Abstract

This paper describes the design and modus of operation of a neuromorphic robotic platform based on SpiNNaker, and its implementation on the goalkeeper task. The robotic system utilises an address event representation (AER) type of camera (dynamic vision sensor (DVS)) to capture features of a moving ball, and a servo motor to position the goalkeeper to intercept the incoming ball. At the backbone of the system is a microcontroller (Arduino Due) which facilitates communication and control between different robot parts. A spiking neuronal network (SNN), which is running on SpiNNaker, predicts the location of arrival of the moving ball and decides where to place the goalkeeper.

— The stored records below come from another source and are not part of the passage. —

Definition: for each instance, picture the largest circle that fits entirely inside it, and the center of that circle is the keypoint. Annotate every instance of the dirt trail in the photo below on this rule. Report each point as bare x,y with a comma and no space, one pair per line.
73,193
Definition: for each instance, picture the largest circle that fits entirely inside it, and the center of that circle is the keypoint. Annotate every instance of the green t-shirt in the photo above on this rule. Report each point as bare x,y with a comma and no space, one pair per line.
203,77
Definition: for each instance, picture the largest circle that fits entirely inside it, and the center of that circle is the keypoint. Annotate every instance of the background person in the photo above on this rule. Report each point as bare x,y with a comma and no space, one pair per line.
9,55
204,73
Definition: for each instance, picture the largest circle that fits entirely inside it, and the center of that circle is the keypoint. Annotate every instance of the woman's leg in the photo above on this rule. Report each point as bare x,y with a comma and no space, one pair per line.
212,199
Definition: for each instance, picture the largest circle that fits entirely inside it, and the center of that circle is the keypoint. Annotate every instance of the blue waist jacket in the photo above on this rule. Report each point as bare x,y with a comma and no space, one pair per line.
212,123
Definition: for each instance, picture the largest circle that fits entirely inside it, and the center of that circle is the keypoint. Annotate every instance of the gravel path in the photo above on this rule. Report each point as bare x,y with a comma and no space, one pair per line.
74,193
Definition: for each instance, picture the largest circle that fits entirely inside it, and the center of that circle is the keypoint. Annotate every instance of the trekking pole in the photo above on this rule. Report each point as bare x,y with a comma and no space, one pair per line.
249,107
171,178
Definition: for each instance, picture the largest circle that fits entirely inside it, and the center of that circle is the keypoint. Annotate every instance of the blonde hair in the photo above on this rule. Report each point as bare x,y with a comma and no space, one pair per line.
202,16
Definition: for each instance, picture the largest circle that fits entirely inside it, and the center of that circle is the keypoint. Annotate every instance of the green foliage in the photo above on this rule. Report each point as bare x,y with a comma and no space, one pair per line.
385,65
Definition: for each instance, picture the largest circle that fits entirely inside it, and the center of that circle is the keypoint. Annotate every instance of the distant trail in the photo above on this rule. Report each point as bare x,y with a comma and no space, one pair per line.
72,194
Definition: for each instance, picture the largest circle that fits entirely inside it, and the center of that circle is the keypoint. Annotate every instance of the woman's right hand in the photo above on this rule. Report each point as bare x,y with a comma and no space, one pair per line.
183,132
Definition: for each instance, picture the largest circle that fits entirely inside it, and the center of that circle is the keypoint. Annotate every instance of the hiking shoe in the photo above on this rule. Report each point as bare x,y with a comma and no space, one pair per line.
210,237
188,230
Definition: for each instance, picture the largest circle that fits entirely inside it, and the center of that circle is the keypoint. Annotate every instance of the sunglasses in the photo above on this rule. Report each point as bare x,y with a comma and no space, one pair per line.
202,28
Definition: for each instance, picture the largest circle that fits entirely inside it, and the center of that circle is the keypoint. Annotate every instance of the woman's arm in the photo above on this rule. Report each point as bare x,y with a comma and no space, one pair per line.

In our setup, the maximum data transmission speed of the closed-loop system is approximately 3000 packets per second for both uplink and downlink, and the robot can intercept balls whose speed is up to 1 m/s starting from the distance of about 0.8 m. The interception accuracy is up to 85%, the response latency is 6.5 ms and the maximum power consumption is 7.15 W. This is better than previous implementations based on PC. Here, a simplified version of an SNN has been developed for the ‘interception of a moving object’ task, for the purpose of demonstrating the platform, however a generalised SNN for this problem is a nontrivial problem. A demo video of the robot goalie is available on YouTube.

Highlights

  • IntroductionA robotic goalkeeper based on the DVS128, designed by Delbruck and Lang [23], achieves 3 ms reaction time

  • Neuromorphic engineering is inspired by the human neural system to address abstraction and automate human-type activities [1]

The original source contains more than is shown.